Liebe Alle,
derzeit wird im Bundestag über das Demokratiefördergesetz beraten.
Das Demokratiefördergesetz ist kein Demokratiegesetz, sondern es soll denjenigen helfen, die sich täglich für sie einsetzen: Vereine, Organisationen und Initiativen, die Bildungsarbeit leisten, über Gefahren für die Demokratie aufklären und Aussteiger*innen aus extremistischen Gruppierungen unterstützen. „Eine lebendige Demokratie kann nicht von oben verordnet werden“, sagte Bundesfamilienministerin Lisa Paus (Bündnis 90/Die Grünen) im Dezember bei der Vorstellung des Gesetzentwurfs.
"Ist das wirklich so"?
In einer gesunden Demokratie stellt sich die Frage, ob es wirklich notwendig ist, ein Gesetz zu erlassen, um die Demokratie zu fördern.
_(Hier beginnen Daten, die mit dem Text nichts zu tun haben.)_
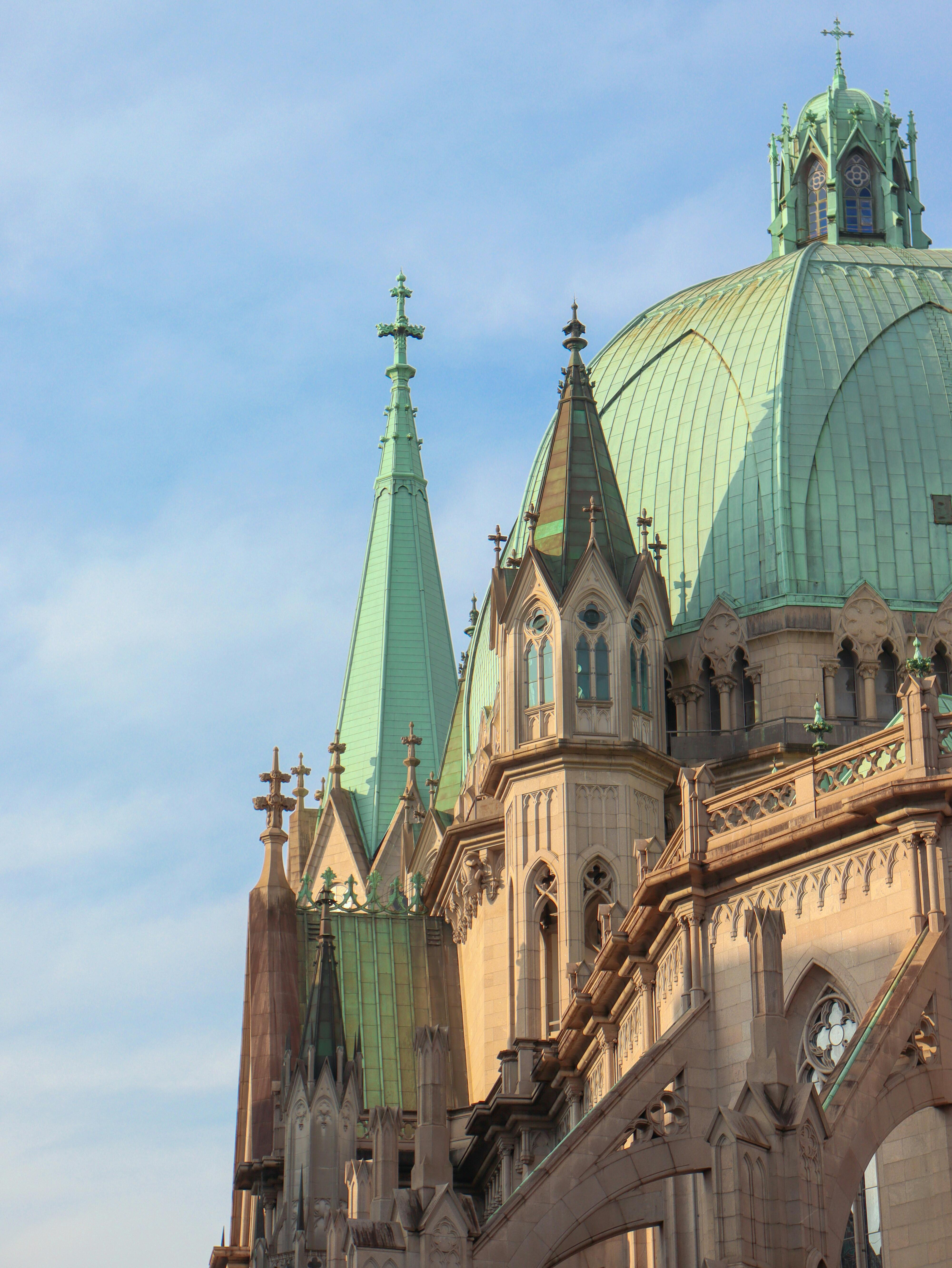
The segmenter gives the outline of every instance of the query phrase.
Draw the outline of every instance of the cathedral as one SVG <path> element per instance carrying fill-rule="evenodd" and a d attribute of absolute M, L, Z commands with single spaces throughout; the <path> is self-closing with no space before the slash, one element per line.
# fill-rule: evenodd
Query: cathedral
<path fill-rule="evenodd" d="M 459 666 L 397 278 L 330 766 L 255 798 L 210 1268 L 952 1263 L 952 251 L 832 34 L 769 257 L 589 360 L 573 304 L 560 377 L 553 332 Z"/>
Die Demokratie selbst sollte dafür sorgen, dass der Austausch von Meinungen und die Vielfalt der Ansichten selbstverständlich sind.
Stattdessen wirkt dieses Gesetz wie ein Instrument, das nicht die Demokratie stärkt, sondern diejenigen belohnt, die sich in Übereinstimmung
mit der staatlich festgelegten Weltanschauung bewegen.
Die Bundesregierung hat angekündigt, Gruppen und Vereine zu fördern, die sich gegen Extremismus engagieren. In der Praxis führt dies
jedoch dazu, dass nur Weltanschauungen unterstützt werden, die dem staatlich gewollten Bild entsprechen. Das spaltet die Gesellschaft,
da alles, was nicht dem vorgegebenen Narrativ entspricht, durch gesetzliche Maßnahmen reglementiert wird. Das steht im Widerspruch
zu dem, was eine funktionierende Demokratie ausmacht.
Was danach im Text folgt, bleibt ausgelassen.